Why Infosys must release full report on acquisition of Panaya and Skava Systems
Many would say accountability and transparency are words that are foreign to Indian culture.
From political parties to religious bodies, sports bodies and corporates, every institution wants to maintain secrecy around allegations of corruption. That is unless they are forced by a judicial body to come clean.
The latest case that reflects this trend is Infosys turning down its co-founder NR Naryana Murthy’s demand to make public a report on whistleblower complaints.
According to Times of India, Murthy had written a letter to the Infosys board three weeks ago asking for a “full public disclosure of the report by US law firm Gibson Dunn and global risk consultancy and investigations firm Control Risks”.
The two firms, according to the newspaper report, “had the mandate to look into allegations of improprieties in connection with Infosys' acquisitions of Panaya and Skava Systems in 2015 and that the mergers and acquisitions team acted without securing proper approvals”.
Company CEO Vishal Sikka is also facing charges of requesting for improper deals with customers and receiving 'inappropriate compensation' and incurring excessive expenses on his travel, security at the Palo Alto office.
Paying lip service to the need for disclosure, on June 23, Infosys disclosed a summary of the report prepared by Gibson Dunn. The law firm said unambiguously that it and Control Risks, had not found any evidence to support any of the allegations.
Where are the proxy advisory firms?
While the management of the company can seek to behave dictatorially when it comes to disclosures and maintaining transparency, it is the job of the proxy advisory and corporate governance firms to raise a hue and cry over such matters. But in most cases related to corporate governance, such firms in India do not show any interest.
The only time, they are seen taking up the cudgels against the management is when it comes to mergers and acquisition, which can lead to immediate loss to the company shareholders.

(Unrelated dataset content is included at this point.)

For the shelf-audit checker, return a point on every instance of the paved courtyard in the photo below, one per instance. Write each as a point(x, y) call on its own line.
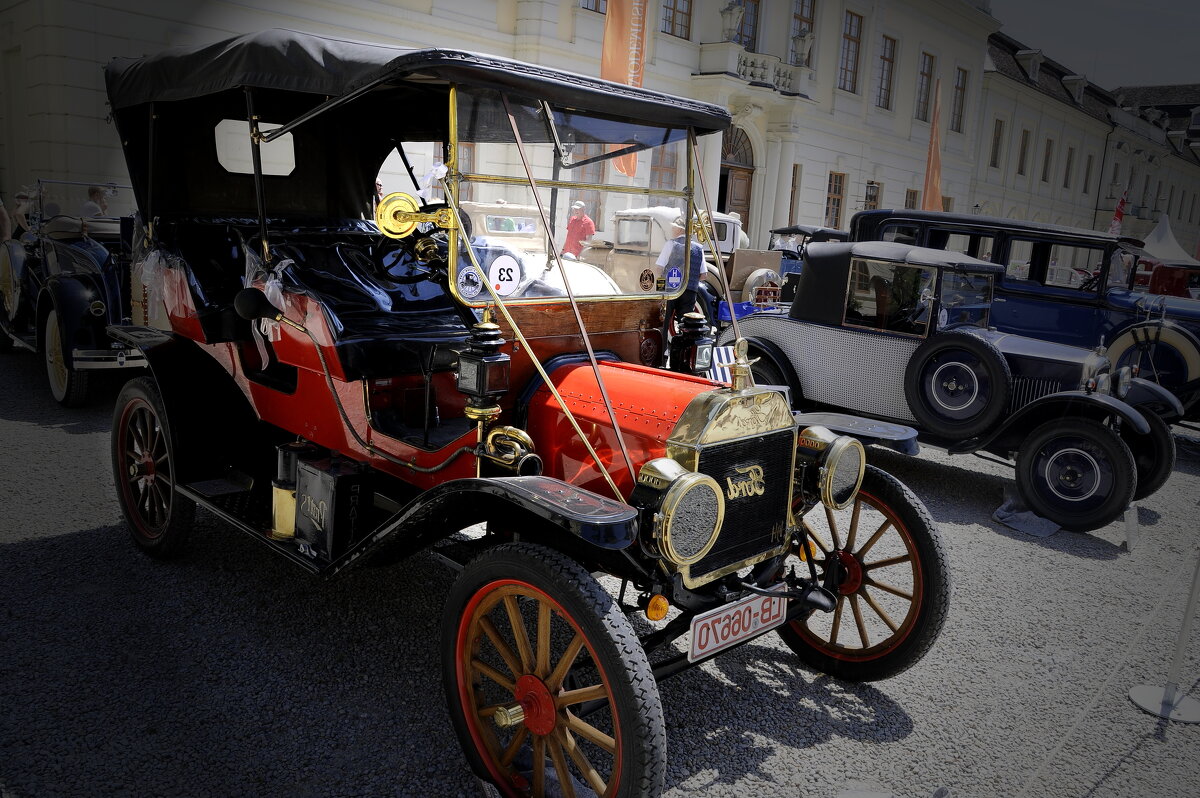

In other, day-to-day corporate governance matters, the proxy advisories remain aloof. The general attitude in India seems to be: “If it is not about big money, we are not interested, honey”.

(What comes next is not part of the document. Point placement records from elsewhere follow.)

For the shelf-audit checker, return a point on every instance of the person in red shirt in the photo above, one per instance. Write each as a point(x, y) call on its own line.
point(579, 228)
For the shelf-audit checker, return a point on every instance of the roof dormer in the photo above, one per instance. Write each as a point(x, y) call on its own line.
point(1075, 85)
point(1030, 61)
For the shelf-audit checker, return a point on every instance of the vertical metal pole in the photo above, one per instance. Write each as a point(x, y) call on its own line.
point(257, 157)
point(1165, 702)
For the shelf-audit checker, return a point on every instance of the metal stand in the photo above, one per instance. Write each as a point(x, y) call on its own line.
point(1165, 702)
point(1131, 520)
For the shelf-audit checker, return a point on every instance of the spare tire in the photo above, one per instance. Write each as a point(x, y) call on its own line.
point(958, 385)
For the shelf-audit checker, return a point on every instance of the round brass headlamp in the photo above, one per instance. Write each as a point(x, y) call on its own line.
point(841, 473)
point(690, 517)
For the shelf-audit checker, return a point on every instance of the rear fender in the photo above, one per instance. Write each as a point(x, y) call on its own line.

But it is this attitude towards transparency that allows a company's management to indulge in bigger frauds that costs investors dear.
One has to be naïve to believe that Ramalinga Raju -- the convicted CEO of Satyam Computer Services -- committed a financial fraud overnight and that none of the analysts, auditors and proxy firms knew about it.
While it is not possible to eradicate such fraudulent practices from the world, it is not very difficult to reduce the chances of fraud by forcing individuals and institutions to be transparent on everyday matters.
The Infosys management may want the world to believe that a summary of the report is the same as the overall report, in reality, there could many minute details in the report that may hint towards unhealthy conduct by the top management.
And if summaries were actually a substitute for full reports, wouldn't all investigations, research papers and all other types of documents be produced only as summaries, without any detailed analysis?